P thinks she interacts with me in a different way than him. Whereas he is all play time, picking her up and throwing her around while she squeals in delight, reading her books in funny voices, singing ridiculous made-up songs about poo, she seems to look to me for sustenance and comfort. This is probably left over from our nursing relationship, where I was her walking source of food all the time. But now if she is hungry, thirsty, scared of a new place, or wants me to walk her around holding her hands up high (and straining my back and neck), she has a particular look (and whine) that she gives me that she doesn't usually give to her daddy. It's pretty fascinating that we have such distinct roles in her life already.
Yesterday, I had a particularly hard day. It's been 95-100 degrees every day this week as we're getting one of those late summer heat waves. So after we got back from music class, I parked across the street from our house under some shade. As I was crossing the street holding E, I slipped and fell in the middle of the street - hard. I was wearing these really cute sandals that I got from my favorite boutique that were super cheap ($16!) but have no traction on the bottom. I skinned both my knees and although I tried to protect E from the fall, she hit her head also and ended up with a slight bruise. I'm just glad it wasn't worse. I had blood dripping down my leg as I walked into the house and E was crying pretty hard from the shock (then she touched my knee and had blood on her and it freaked me out because I thought it was hers), but luckily P was home to clean us up. I think it wasn't the physical pain that wore me out for the rest of the day. It was fact that despite my best efforts, I couldn't shield E from falling in the middle of a street where people drive pretty fast down the hill, and I just felt plain old incompetent. I'm often not very good at walking. I spent the rest of the day feeling really discouraged. Plus, I was really sticky and cranky from the heat. That's probably how E felt too. Sometimes we're not all that different from toddlers.
Anyway, I'm in need of strength and I've been trying to find a good devotional book for mothers but I can't seem to find anything that's not written by Texan women with big hair. Not that there's anything wrong with that. But if anyone knows of something that is a little more compelling than what came up on my Amazon search, then please do send some recommendations my way.
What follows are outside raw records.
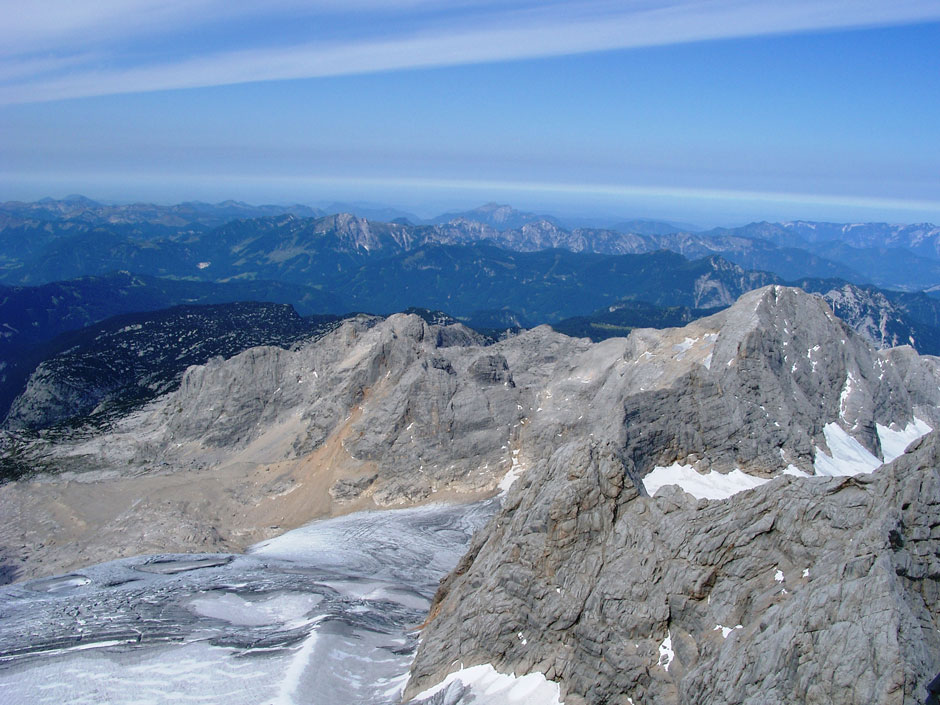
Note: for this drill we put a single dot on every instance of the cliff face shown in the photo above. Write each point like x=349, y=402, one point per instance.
x=805, y=589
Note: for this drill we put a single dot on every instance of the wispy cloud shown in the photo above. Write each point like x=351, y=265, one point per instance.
x=377, y=36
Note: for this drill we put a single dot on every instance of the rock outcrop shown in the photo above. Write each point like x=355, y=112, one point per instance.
x=805, y=589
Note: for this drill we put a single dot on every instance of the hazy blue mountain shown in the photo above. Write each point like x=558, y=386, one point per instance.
x=129, y=359
x=496, y=215
x=30, y=315
x=80, y=209
x=541, y=286
x=622, y=317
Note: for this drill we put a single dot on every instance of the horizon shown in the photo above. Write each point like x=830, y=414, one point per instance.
x=718, y=113
x=418, y=215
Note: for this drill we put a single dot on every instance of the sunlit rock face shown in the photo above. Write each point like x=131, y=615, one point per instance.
x=779, y=559
x=677, y=502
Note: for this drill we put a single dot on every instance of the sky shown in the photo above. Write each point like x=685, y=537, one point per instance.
x=709, y=112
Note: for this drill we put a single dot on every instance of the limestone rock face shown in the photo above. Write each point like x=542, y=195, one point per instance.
x=415, y=407
x=806, y=589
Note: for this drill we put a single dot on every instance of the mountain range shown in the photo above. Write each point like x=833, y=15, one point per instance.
x=723, y=512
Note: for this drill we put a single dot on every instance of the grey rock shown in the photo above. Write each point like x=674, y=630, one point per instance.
x=596, y=576
x=834, y=583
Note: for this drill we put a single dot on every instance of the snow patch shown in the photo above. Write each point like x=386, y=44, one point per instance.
x=846, y=393
x=666, y=654
x=512, y=474
x=725, y=631
x=284, y=608
x=849, y=457
x=711, y=485
x=489, y=687
x=794, y=470
x=895, y=443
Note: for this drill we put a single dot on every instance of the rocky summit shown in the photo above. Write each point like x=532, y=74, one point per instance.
x=781, y=571
x=717, y=513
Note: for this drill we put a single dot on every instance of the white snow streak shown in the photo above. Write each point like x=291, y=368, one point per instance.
x=493, y=688
x=711, y=485
x=894, y=443
x=666, y=654
x=849, y=457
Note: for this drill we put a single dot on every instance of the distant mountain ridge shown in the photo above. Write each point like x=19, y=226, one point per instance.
x=52, y=240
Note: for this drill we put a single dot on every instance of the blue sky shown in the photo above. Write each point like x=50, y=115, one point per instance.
x=713, y=112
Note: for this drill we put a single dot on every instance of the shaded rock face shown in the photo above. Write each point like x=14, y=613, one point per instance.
x=411, y=407
x=833, y=582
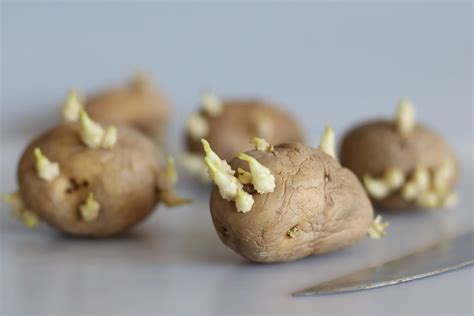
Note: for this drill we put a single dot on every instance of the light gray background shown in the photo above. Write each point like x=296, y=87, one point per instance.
x=327, y=62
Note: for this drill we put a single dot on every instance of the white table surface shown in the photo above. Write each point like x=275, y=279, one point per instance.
x=326, y=62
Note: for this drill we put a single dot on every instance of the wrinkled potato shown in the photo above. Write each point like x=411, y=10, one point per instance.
x=87, y=181
x=138, y=104
x=403, y=164
x=311, y=205
x=229, y=124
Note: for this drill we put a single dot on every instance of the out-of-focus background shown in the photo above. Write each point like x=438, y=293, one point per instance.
x=326, y=62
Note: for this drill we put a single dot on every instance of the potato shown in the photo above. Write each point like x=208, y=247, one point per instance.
x=403, y=165
x=315, y=206
x=138, y=104
x=230, y=124
x=87, y=181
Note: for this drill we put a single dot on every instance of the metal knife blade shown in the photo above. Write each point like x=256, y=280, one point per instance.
x=444, y=256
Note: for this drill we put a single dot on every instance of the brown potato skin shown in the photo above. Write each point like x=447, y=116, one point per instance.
x=373, y=147
x=122, y=179
x=330, y=215
x=231, y=131
x=145, y=109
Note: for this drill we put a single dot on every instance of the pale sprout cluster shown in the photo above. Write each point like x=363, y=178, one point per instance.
x=20, y=211
x=72, y=107
x=377, y=228
x=45, y=169
x=425, y=187
x=231, y=187
x=92, y=133
x=328, y=142
x=261, y=144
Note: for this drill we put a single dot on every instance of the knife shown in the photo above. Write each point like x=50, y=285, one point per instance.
x=445, y=256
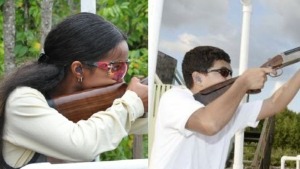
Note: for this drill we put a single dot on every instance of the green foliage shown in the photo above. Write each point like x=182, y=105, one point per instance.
x=27, y=30
x=287, y=136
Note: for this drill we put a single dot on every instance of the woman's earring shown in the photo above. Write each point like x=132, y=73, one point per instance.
x=198, y=79
x=80, y=80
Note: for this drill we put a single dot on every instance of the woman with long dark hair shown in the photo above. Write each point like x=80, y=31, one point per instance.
x=82, y=52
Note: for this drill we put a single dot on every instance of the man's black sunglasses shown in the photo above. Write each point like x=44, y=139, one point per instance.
x=223, y=71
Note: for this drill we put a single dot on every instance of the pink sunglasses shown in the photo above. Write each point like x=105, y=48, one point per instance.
x=115, y=69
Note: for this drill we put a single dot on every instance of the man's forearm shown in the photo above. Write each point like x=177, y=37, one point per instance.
x=281, y=98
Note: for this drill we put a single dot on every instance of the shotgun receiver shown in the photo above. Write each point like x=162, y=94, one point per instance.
x=82, y=105
x=277, y=62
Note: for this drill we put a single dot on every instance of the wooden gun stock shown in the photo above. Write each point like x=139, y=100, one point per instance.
x=82, y=105
x=211, y=93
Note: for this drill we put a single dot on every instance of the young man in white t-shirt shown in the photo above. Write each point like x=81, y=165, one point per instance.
x=189, y=135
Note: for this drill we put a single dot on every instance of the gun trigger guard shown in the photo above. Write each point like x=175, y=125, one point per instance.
x=277, y=74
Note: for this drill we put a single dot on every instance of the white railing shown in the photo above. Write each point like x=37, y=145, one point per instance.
x=290, y=158
x=121, y=164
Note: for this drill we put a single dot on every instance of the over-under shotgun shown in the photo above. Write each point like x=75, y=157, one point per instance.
x=279, y=61
x=82, y=105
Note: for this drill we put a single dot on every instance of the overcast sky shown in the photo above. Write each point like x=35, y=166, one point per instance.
x=275, y=28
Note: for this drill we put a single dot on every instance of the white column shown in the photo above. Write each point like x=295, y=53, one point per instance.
x=244, y=52
x=88, y=6
x=155, y=11
x=155, y=15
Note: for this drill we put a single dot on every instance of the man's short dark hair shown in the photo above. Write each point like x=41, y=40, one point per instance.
x=200, y=59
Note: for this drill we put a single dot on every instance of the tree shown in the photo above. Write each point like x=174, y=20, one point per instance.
x=46, y=20
x=9, y=36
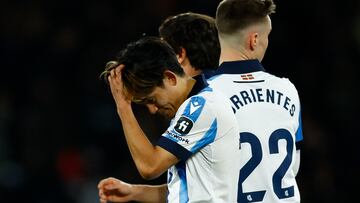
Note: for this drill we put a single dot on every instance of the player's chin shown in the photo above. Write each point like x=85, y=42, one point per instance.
x=167, y=113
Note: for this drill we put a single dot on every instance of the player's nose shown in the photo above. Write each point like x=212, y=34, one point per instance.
x=152, y=108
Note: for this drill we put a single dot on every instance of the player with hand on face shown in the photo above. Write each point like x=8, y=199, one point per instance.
x=199, y=147
x=194, y=39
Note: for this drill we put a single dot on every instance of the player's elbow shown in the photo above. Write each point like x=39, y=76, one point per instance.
x=149, y=172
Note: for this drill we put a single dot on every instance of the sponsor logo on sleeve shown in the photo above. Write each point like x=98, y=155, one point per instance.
x=183, y=125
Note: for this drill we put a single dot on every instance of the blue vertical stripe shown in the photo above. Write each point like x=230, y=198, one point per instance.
x=196, y=102
x=184, y=197
x=298, y=135
x=208, y=137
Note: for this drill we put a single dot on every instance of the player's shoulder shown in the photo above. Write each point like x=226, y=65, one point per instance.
x=280, y=80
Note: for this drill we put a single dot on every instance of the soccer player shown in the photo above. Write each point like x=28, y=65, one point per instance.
x=267, y=107
x=194, y=38
x=199, y=147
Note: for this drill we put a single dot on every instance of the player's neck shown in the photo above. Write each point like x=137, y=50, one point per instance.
x=231, y=54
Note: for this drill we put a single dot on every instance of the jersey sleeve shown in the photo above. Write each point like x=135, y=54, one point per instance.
x=193, y=127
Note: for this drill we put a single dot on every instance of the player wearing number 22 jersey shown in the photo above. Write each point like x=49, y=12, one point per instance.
x=267, y=109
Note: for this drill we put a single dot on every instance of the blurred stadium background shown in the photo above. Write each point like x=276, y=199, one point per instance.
x=59, y=132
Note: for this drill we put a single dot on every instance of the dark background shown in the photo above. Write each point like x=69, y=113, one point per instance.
x=59, y=132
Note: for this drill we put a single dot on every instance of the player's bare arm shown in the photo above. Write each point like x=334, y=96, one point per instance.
x=114, y=190
x=151, y=161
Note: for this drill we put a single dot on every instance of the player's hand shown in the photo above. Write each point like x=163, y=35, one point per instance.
x=117, y=87
x=114, y=190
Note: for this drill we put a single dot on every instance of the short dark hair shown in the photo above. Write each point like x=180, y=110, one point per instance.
x=197, y=34
x=145, y=62
x=232, y=15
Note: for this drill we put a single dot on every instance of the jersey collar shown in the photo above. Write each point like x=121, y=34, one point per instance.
x=239, y=67
x=199, y=85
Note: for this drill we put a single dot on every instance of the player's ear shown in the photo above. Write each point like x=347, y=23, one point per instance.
x=181, y=55
x=170, y=78
x=253, y=40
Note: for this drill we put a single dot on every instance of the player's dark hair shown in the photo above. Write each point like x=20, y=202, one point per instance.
x=145, y=62
x=197, y=34
x=233, y=15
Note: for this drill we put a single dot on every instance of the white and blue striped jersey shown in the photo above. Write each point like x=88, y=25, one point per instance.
x=267, y=109
x=204, y=136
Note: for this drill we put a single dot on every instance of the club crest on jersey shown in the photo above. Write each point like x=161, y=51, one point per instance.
x=247, y=77
x=183, y=125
I could use a little sustenance myself.
Some pictures from this week.
Playing guitar, sitar style |
Practicing her puckers |
Picnicing at the Americana |
Chowing down |
2 comments:
omg, i totally fell down in the middle of the street today too... really hard! skinned my knees and my elbow. the hilarious thing is that i took jack down with me. i was wearing heels, and when i stumbled, i guess i kneed him in the back of his knee, and we both just kind of tumbled together in slow motion. lucky for him i broke his fall! he and elisa have much to be thankful for.
as for devotionals, i know i'm such a huge anne lamott evangelist, but have you read traveling mercies yet? one of my favorites from her. love you. you're doing great!
love that you're writing here again :) sorry to hear that you and E took a tumble, but i'm glad it wasn't too bad. these kinds of things happen, and much to our dismay, we're not perfect - as wives, women, mothers, etc. - no matter how much we wish we could be. you sound like such a great mom, and i'm sure Paul is a great dad too :) hang in there, Con! i don't have any devotional recommendations for you, but i hope you find your sustenance. xo.